Bu Nia menatapnya penuh kekesalan. Digiringnya siswa yang menurutnya biang onar itu ke ruang BK.

***

"Ceritakan sejujur-jujurnya, Gas. Semuanya." pinta Bu Nia.

"Apanya Bu? Nggak ada yang bisa diceritakan." bantah Gasta.

"Gasta, tolong. Jangan buat saya makin dongkol melihat tingkahmu, ya. Baru minggu lalu kamu saya skors. Kamu pengen waktu skors yang lebih panjang rupanya?"

Semakin memuncaklah emosi Gasta. Guru satu ini rupanya sudah mengejudgenya salah.

Brak! Gasta menggebrak meja."Saya nggak salah, Bu!"

Bu Nia berdecak kesal. "Sulit ya, ngomong sama kamu. Saya panggil kakak kamu ya biar tau kelakuan adiknya kaya gini?"

"Panggil aja Bu. Kalo saya emang gak salah, saya gak bakal takut."

Feliz datang ke ruang BK. Bu Nia menjelaskan semua kejadian itu. Awalnya Feliz menatap marah ke arah Gasta, namun tatapan mata adiknya menyiratkan bahwa dia memang tidak bersalah.

"Kakak ngerti aku kan? Ngerti nakalku model gimana kan Kak? Senakal-nakalnya aku, aku nggak akan nyuri. Kakak tau sendiri kan?" desak Gasta pada Feliz. Feliz menatapnya iba.

Gasta menceritakan runtutan kejadian yang dialaminya sejak jam pelajaran olahraga hingga Bu Nia masuk ke kelasnya tanpa kurang satu apapun. Feliz tidak bersikap membela adiknya, tapi dia juga tidak memihak Bu Nia.

"Siapa tau ada yang diam-diam masuk ke kelas Bu." kali ini Feliz buka suara. Gasta mengiyakan. Tiba-tiba dia teringat sesuatu.

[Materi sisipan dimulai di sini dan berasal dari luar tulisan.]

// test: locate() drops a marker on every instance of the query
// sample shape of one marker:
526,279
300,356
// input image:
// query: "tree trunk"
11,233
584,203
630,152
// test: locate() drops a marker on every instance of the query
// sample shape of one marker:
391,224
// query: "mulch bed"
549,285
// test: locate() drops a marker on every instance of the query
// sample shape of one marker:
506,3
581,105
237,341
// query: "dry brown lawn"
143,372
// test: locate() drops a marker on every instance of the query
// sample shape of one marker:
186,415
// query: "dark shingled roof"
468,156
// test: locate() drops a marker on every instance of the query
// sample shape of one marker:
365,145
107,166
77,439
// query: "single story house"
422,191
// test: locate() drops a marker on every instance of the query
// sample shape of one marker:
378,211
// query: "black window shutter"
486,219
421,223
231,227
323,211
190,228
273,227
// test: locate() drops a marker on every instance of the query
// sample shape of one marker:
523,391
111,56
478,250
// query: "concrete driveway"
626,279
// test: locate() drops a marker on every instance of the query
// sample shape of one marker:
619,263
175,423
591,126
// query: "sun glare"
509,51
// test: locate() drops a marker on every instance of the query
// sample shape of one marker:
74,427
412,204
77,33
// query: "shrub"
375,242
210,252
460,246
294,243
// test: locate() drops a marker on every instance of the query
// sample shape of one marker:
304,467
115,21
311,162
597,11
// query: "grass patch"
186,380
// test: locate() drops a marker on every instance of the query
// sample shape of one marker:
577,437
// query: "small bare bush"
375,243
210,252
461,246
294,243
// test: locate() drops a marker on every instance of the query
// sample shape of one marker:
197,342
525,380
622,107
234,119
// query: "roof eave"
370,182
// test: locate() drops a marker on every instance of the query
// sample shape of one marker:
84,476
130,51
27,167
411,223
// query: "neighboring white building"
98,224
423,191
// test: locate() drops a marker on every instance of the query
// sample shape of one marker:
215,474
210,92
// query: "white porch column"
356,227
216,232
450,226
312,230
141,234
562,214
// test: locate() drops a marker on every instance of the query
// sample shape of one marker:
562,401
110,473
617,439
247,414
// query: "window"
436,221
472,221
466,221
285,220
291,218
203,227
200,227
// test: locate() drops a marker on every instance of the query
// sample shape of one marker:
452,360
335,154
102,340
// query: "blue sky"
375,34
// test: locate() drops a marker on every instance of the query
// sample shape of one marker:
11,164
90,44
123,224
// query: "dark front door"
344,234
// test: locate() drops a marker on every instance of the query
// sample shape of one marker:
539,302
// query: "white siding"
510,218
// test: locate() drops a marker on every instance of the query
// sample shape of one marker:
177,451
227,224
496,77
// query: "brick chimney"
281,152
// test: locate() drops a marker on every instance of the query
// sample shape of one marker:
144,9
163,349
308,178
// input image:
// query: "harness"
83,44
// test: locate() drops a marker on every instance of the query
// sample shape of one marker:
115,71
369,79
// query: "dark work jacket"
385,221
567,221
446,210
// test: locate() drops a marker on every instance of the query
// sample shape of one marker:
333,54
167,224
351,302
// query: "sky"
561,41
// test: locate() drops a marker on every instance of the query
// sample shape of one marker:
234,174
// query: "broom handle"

"Bu, seingat saya, yang izin pas pelajaran olahraga bukan cuma saya. Ada beberapa anak lain Bu."

"Siapa aja emang?"

"Marco, Tofan, dan Danes."

Alis Feliz terangkat.

***

Tiba di ruang BK, Marco, Tofan, dan Danes memasang tampang kesal. Mereka tidak habis pikir, kenapa sih Gasta tidak mengaku saja agar masalah ini cepat selesai? Gasta memandangi mereka satu persatu dengan tatapan tajam, berharap mereka dapat mengaku. Feliz sudah meninggalkan mereka karena sudah tiba waktunya mengajar kelas lain, sehingga Gasta bisa leluasa bicara tanpa takut teguran Feliz yang bisa diperpanjang jadi omelan kalau sudah di rumah nanti.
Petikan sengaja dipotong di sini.